Research project

IoT-based ocean pollutant monitoring for source detection

Project overview

Pollution in water bodies such as rivers, ports, and estuaries often go unnoticed until its detrimental effects become evident. This delayed response contrasts with the more immediate detection methods available in urban air quality monitoring. The environmental impact in less populated regions, crucial for local economies reliant on natural resources, can be long-lasting and devastating [1-2]. This study introduces a sophisticated method for promptly detecting pollution and identifying its sources in aquatic environments.
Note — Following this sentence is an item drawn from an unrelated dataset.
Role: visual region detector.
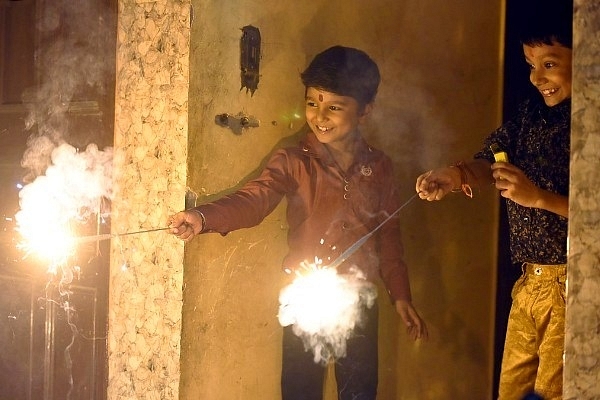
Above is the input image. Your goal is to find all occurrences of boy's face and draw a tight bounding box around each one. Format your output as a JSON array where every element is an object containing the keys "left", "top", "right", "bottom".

The method combines Internet-of-Things (IoT) technology with advanced machine learning techniques. We employ a network of IoT devices equipped with Long Range (LoRa) radio transceiver modules, covering a range of 15-20km. These devices, designed to be either stationary (buoys) or mobile (shipborne), are outfitted with sensors to monitor air and water quality. Data from these sensors are wirelessly transmitted to a central hub, which uploads it to the cloud in real-time. Our sensors track a range of pollutants, such as volatile organic compounds, carbon dioxide, particulates in air, and waterborne substances like dissolved oxygen and hydrocarbons. Utilizing this data, we can spot unusual environmental changes and trace back to potential pollution sources, like ships. This process is enhanced by integrating data from Automatic Identification Systems (AIS) with our sensor data, including air and water current data [3].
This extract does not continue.